Maelstrom #2: The C2 Architecture
A look into the design choices behind the C2, along side some design concepts to keep it stable, and the workflow smooth.
Last updated
A look into the design choices behind the C2, along side some design concepts to keep it stable, and the workflow smooth.
Last updated
In this post, we are going to discuss some of the architectural decisions when it comes to writing a C2. In this first episode we'll examine the decisions required for an implant, which we'll explore as we write the accompanying proof-of-concept C2. As it's not a C2 without a snazzy name, we've named this exemplar C2 "Maelstrom". We'll also reference a more feature-complete private C2, "Vulpes", to illustrate the difference between the proof-of-concept used for this series and an operational C2.
This post will cover:
reviewing some concepts which may impact our choice of language,
choosing a language for the implant,
choosing a language for the server,
choosing a compiler,
choosing the appropriate cryptography, and
some basic exercises for the reader on operational security considerations.
Don't panic! We are just designing the implant here - we will cover the implementation and techniques in later posts! In this blog, we're discussing the decisions we made on the implants design.
Malware is just software with malicious intentions and being naughty doesn't mean that the code itself can't be well-written, and definitely doesn't mean that the code is bug-free! When reversing malware samples, many tend to be poorly architected and written - for example, using insecure behaviours to manage their code, leaving clear indicators of compromise, and even negatively impacting the perfomance of the target device with memory leaks and other bugs. This all makes the implant more visible, and thus less secure.
When you're writing an implant that is going to run for a while, things like memory leaks need to be appropriately taken care of - even if you've gotten past the EDR, unexplained crashes are noticed. There are a many solutions to this, but the simplest which we've used in Maelstrom and Vulpes is keeping the code Object Oriented. This provides structure, and standardisation to specific functionality, and makes resource management that much easier.
As we've just discussed, objects make code more manageable and can improve the security of the implant by simplifying the creation and deletion of objects in memory.

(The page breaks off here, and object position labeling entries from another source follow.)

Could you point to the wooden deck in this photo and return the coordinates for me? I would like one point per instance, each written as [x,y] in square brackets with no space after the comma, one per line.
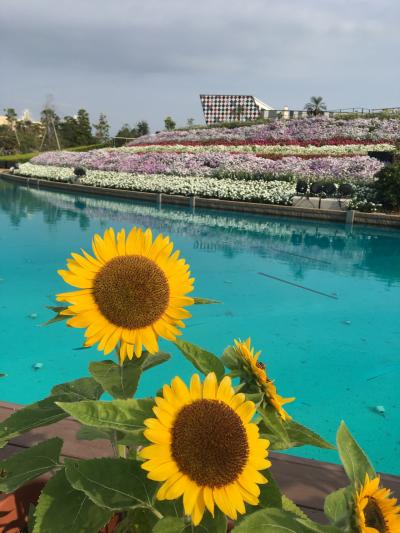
[305,481]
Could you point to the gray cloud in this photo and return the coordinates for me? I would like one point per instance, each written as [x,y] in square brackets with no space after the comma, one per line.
[135,59]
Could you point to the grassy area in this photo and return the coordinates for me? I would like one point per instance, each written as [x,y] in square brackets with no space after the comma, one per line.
[23,158]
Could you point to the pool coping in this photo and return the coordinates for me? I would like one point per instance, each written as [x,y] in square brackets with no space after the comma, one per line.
[306,481]
[328,215]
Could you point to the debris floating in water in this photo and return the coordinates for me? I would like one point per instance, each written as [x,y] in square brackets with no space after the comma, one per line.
[380,409]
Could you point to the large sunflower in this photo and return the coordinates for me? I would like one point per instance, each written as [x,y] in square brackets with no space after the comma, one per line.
[132,291]
[376,511]
[258,371]
[205,447]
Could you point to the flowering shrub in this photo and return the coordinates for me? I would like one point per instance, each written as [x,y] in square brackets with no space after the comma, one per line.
[300,130]
[226,165]
[275,192]
[278,150]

Using Objects for Resource Management
Here is some psuedo-code from Vulpes:
The example above is a class to handle the execution of .NET with the Common Language Runtime (CLR). When the class is instantiated, the CLR is also initialised. And then when the function returns, the destructor is called; causing the CleanupCLR()
to execute.
This leads right into the next topic: Resource Acquisition Is Initialization (RAII).
Resource Acquisition Is Initialization or RAII, is a C++ programming technique which binds the life cycle of a resource that must be acquired before use (allocated heap memory, thread of execution, open socket, open file, locked mutex, disk space, database connection—anything that exists in limited supply) to the lifetime of an object.
With these simple concepts, we reduce the human error that could otherwise have been introduced if we needed to call a function every time we carry out an action. With our objects handled implicitly at both construct and destruct the potential of a forgotten about object hanging around in memory is hugely reduced. This is crucial for an implant - a forgotten object is another potential indicator of compromise (IoC) - so by ensuring that objects are properly and fully removed after use, our implant becomes more secure, and may even cause fewer blue-screens while it's at it!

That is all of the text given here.